[<prev] [next>] [<thread-prev] [day] [month] [year] [list]
Message-ID: <d8c5bc59-5516-4a22-8c74-a266cbb9c59d@amd.com>
Date: Wed, 28 May 2025 14:38:43 -0500
From: "Naik, Avadhut" <avadnaik@....com>
To: Borislav Petkov <bp@...en8.de>
Cc: linux-edac@...r.kernel.org, linux-kernel@...r.kernel.org,
Žilvinas Žaltiena <zilvinas@...rix.lt>,
Yazen Ghannam <yazen.ghannam@....com>, Avadhut Naik <avadhut.naik@....com>
Subject: Re: [PATCH v4] EDAC/amd64: Fix size calculation for Non-Power-of-Two
DIMMs
Hi,
On 5/28/2025 04:22, Borislav Petkov wrote:
> On Tue, May 13, 2025 at 07:20:11PM +0000, Avadhut Naik wrote:
>> Each Chip-Select (CS) of a Unified Memory Controller (UMC) on AMD's
>> modern Zen-based SOCs has an Address Mask and a Secondary Address Mask
>> register associated with it. The amd64_edac module logs DIMM sizes on a
>> per-UMC per-CS granularity during init using these two registers.
>>
>> Currently, the module primarily considers only the Address Mask register
>> for computing DIMM sizes. The Secondary Address Mask register is only
>> considered for odd CS. Additionally, if it has been considered, the
>> Address Mask register is ignored altogether for that CS. For
>> power-of-two DIMMs, this is not an issue since only the Address Mask
>
> What are power-of-two DIMMs?
>
> The number of DIMMs on the system is a 2^x?
>
> Their ranks are a power of two?
>
> Their combined size is not power of two?
>
> One can only guess...
>
By power-of-two DIMMs, I mean the DIMMs whose combined i.e .total size
is a power of two. Example: 16 GB, 32 GB or 64 GB DIMMs.

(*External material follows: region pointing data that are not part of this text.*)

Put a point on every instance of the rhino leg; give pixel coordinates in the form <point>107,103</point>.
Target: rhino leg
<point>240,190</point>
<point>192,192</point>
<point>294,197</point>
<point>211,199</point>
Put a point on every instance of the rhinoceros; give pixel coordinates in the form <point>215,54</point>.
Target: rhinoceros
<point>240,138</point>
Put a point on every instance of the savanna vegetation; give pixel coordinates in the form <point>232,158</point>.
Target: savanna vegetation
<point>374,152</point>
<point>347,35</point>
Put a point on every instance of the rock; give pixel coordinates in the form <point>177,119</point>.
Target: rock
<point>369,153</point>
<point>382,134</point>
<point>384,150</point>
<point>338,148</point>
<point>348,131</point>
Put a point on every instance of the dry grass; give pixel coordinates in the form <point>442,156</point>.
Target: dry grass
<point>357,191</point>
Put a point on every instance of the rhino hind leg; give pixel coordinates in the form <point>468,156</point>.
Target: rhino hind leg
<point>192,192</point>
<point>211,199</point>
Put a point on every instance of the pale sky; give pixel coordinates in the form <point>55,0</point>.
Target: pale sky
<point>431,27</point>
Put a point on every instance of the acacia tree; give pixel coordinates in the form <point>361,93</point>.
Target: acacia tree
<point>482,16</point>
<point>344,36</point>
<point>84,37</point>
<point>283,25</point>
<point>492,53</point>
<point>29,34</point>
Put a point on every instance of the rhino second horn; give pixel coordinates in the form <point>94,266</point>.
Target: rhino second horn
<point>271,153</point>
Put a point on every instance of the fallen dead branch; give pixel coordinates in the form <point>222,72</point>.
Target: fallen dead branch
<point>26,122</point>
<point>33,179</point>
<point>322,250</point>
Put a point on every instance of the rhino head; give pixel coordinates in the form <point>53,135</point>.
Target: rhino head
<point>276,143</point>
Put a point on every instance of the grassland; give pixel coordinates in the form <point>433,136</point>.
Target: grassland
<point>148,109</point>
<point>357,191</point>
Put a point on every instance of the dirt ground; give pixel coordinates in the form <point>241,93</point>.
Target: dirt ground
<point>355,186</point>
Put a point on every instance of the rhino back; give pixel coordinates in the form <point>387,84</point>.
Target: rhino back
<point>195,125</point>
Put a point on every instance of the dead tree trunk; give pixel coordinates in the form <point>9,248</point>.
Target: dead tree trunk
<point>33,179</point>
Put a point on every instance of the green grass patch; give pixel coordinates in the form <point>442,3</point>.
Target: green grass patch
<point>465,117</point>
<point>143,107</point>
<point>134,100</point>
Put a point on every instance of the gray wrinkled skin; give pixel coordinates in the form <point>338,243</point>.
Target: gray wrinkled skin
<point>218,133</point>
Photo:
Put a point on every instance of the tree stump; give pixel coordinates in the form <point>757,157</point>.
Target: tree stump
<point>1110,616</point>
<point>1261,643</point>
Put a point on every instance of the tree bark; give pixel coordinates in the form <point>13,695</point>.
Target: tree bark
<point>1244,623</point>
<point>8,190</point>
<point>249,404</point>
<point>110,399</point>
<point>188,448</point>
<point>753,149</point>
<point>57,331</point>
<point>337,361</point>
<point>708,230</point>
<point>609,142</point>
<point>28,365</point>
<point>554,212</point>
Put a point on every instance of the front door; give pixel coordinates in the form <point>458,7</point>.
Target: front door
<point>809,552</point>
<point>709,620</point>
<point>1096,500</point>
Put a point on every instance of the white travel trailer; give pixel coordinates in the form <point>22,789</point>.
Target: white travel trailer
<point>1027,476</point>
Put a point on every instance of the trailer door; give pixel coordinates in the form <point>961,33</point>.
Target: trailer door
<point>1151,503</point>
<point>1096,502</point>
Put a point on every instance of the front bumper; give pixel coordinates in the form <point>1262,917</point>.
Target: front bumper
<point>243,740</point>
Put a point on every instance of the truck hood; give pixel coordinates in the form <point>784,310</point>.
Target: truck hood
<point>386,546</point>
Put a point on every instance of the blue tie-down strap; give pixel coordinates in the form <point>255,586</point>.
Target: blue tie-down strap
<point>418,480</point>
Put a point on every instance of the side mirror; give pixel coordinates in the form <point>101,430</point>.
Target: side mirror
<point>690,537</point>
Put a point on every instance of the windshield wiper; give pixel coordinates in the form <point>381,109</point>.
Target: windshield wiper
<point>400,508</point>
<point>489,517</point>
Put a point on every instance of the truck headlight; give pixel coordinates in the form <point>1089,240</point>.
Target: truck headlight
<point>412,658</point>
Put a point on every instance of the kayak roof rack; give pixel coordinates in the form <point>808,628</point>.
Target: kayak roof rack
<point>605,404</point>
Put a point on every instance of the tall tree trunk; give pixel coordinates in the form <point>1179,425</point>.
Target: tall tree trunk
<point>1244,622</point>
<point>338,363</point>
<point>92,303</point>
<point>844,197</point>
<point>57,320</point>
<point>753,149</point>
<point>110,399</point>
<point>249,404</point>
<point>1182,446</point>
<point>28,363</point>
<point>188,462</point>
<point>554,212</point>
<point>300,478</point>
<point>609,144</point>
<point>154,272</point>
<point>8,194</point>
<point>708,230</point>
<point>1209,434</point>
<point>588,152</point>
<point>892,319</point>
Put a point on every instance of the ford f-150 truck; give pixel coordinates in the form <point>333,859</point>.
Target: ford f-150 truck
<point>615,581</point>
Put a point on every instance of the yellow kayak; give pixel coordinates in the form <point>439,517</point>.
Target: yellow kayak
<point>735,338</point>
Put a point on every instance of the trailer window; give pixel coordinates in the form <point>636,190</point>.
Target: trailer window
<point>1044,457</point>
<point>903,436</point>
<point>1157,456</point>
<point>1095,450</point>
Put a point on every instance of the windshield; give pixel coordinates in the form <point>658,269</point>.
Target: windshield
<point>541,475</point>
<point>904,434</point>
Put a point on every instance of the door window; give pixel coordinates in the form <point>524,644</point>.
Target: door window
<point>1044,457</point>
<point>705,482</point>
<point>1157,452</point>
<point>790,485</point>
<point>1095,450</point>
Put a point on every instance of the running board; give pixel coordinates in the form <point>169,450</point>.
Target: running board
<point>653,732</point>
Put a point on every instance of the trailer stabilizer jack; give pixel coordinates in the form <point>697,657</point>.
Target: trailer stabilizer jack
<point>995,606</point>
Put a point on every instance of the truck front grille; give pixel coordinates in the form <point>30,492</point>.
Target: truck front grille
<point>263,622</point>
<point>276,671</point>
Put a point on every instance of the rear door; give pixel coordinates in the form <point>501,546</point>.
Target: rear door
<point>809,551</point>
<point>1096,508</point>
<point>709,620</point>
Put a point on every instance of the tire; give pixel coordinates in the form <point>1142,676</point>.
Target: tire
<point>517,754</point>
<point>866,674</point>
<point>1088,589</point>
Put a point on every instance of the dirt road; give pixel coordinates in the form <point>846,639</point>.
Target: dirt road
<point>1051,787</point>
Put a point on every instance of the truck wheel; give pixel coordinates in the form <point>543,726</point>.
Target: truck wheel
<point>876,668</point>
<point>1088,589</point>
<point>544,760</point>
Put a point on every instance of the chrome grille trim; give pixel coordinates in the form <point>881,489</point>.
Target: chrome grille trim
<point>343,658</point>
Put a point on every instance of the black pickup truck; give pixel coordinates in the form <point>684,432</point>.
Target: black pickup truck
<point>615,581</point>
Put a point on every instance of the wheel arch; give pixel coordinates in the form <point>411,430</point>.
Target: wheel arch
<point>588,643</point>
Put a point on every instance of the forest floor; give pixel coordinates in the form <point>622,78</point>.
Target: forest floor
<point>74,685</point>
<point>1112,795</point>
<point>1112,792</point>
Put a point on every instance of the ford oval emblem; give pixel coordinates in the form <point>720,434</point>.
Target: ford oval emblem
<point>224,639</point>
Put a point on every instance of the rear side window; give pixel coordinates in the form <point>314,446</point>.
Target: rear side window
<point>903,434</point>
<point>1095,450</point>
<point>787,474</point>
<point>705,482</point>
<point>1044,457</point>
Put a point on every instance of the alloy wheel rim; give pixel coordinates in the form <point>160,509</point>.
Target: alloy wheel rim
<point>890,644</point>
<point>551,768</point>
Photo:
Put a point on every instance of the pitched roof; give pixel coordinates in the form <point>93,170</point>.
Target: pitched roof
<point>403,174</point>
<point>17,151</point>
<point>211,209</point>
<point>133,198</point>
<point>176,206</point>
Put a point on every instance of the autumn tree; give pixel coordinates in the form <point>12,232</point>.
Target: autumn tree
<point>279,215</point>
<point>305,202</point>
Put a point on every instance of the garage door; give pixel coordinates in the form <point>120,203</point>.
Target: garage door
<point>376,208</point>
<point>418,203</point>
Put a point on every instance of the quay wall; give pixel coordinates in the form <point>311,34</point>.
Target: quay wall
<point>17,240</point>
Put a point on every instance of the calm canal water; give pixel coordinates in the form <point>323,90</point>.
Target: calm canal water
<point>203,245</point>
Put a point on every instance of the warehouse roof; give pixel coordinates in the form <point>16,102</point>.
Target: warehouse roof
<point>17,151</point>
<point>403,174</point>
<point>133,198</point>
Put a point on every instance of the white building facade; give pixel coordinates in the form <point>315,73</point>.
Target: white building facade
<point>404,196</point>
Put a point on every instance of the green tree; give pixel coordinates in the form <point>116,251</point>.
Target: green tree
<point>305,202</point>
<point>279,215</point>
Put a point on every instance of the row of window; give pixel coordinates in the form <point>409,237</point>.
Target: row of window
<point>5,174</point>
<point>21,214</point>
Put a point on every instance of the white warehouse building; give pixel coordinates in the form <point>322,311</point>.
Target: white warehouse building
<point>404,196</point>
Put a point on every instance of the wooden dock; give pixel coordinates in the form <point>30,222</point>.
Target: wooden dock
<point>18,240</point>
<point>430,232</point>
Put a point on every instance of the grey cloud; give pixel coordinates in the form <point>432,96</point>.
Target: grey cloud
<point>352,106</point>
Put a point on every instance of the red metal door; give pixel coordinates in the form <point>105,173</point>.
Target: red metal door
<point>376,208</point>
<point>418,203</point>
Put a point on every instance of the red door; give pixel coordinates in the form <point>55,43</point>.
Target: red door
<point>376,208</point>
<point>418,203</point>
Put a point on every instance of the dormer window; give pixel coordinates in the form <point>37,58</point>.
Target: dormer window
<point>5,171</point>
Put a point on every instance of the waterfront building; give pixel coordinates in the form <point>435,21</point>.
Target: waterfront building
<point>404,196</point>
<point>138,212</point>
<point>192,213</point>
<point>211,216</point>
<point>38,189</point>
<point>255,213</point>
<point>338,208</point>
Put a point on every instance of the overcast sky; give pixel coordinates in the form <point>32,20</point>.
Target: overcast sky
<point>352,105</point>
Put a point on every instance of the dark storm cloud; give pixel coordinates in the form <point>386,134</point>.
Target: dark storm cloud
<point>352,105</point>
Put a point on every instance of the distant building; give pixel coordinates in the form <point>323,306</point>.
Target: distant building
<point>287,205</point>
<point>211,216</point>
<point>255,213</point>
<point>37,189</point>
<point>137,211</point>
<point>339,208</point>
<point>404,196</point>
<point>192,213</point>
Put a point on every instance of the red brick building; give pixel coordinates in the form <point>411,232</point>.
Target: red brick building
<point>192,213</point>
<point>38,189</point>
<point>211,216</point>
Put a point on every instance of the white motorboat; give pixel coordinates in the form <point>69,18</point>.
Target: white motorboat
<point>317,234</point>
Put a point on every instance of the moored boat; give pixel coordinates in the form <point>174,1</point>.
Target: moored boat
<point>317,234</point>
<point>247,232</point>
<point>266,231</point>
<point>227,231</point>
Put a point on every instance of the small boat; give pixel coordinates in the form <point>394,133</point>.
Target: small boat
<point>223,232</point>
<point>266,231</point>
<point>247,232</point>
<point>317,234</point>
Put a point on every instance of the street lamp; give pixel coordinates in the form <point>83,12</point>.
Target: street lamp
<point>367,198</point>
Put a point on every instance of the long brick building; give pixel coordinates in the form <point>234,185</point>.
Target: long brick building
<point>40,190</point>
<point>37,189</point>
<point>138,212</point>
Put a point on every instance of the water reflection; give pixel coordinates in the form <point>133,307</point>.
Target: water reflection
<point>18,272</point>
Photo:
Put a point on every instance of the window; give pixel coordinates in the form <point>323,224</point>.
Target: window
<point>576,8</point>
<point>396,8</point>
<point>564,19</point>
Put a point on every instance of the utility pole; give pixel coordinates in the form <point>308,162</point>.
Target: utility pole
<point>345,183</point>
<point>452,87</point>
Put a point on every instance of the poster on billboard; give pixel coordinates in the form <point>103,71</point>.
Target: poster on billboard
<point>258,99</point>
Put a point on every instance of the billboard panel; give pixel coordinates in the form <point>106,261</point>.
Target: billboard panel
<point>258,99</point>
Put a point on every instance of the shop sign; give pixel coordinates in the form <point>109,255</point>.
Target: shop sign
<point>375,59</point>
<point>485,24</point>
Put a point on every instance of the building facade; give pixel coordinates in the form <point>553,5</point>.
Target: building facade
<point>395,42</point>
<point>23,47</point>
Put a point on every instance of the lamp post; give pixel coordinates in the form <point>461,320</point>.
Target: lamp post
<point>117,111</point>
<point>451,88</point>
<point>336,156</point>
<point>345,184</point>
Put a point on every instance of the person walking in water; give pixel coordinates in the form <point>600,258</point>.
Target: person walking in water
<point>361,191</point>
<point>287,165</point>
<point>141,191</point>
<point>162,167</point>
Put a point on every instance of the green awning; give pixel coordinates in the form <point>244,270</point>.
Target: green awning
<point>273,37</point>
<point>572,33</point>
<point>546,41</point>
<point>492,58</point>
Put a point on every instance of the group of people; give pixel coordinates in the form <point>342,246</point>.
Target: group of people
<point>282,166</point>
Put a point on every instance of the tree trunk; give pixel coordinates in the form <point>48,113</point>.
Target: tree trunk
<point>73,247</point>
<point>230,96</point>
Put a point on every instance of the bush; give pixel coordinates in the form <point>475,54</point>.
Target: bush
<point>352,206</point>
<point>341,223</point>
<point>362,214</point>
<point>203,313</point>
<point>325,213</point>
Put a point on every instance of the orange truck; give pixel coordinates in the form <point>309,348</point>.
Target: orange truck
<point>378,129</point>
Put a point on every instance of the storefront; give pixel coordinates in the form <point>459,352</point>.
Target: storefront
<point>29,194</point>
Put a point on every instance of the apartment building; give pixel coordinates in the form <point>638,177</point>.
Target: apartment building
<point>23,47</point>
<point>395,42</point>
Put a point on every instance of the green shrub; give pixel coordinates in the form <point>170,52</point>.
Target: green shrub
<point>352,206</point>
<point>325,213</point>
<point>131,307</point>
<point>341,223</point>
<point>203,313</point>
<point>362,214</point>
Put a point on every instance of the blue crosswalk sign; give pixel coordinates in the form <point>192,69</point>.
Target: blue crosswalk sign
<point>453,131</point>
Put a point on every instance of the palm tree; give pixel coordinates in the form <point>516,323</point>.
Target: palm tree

Will mention that explicitly in the commit message.
>> register is used.
>>
>> For non-power-of-two DIMMs, however, the Secondary Address Mask register
>> is used in conjunction with the Address Mask register. However, since the
>> module only considers either of the two registers for a CS, the size
>> computed by the module is incorrect.
>
> Yah, it must be something about the size...
>
>> The Secondary Address Mask register
>> is not considered for even CS, and the Address Mask register is not
>> considered for odd CS.
>>
>> Introduce a new helper function so that both Address Mask and Secondary
>> Address Mask registers are considered, when valid, for computing DIMM
>> sizes. Furthermore, also rename some variables for greater clarity.
>
> So it is non-power-of-two sized DIMMs?
>
> IOW, DIMMs whose size is not a power of two?
>
Yes, non-power-of-2 DIMMs are those DIMMs whose combined i.e. total size
is not a power of two. Example: 24 GB, 48 GB or 96 GB DIMMs.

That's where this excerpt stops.